Political Corruption in Nigeria: Theoretical Perspectives and Some Explanations

Abstract
Corruption has been the bane of legitimacy, democratic stability and socio-economic and political development in Nigeria. Indeed, any attempt to understand the tragedy of development and the challenges to democracy in Nigeria must come to grips with the problem of corruption and stupendous wastage of scarce resources. All attempts by successive regimes to nip the problem in the bud have failed. With the benefit of hindsight, virtually all the Nigerian leaders who have come in as physicians have left office as patients. What factors precipitate political corruption and why has corruption become endemic and intractable in Nigeria? The paper interrogates corruption in Nigeria through the prisms of Clientelism, Prebendalism, Patrimonialism, Neopatrimonialism, Soft State thesis and the theory of Two Publics.
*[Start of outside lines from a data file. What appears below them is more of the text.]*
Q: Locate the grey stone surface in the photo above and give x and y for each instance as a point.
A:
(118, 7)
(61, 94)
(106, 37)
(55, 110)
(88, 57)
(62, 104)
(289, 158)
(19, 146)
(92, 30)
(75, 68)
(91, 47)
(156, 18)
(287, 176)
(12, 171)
The article contends that these theories for a very long time have not only provided credible theoretical frameworks for the understanding of the development tragedy in Africa in general but also of the pandemic and seemingly insoluble problem of political corruption in Nigeria in particular. However, as a point of departure, the paper argues that rather than fattening the primordial public, the ‘robberies’ that have taken place at the civic public have further pauperized the primordial public, if fattening in this sense is taken to mean social and economic development. The paper further provides some further explanations for the endemic political corruption in Nigeria. The paper concludes that there is the need to demystify ethnicity and address the problem of citizenship in order to alter in a positive manner, the average citizens’ psycho-political conception of the Nigerian state and thus reduce corrupt tendencies.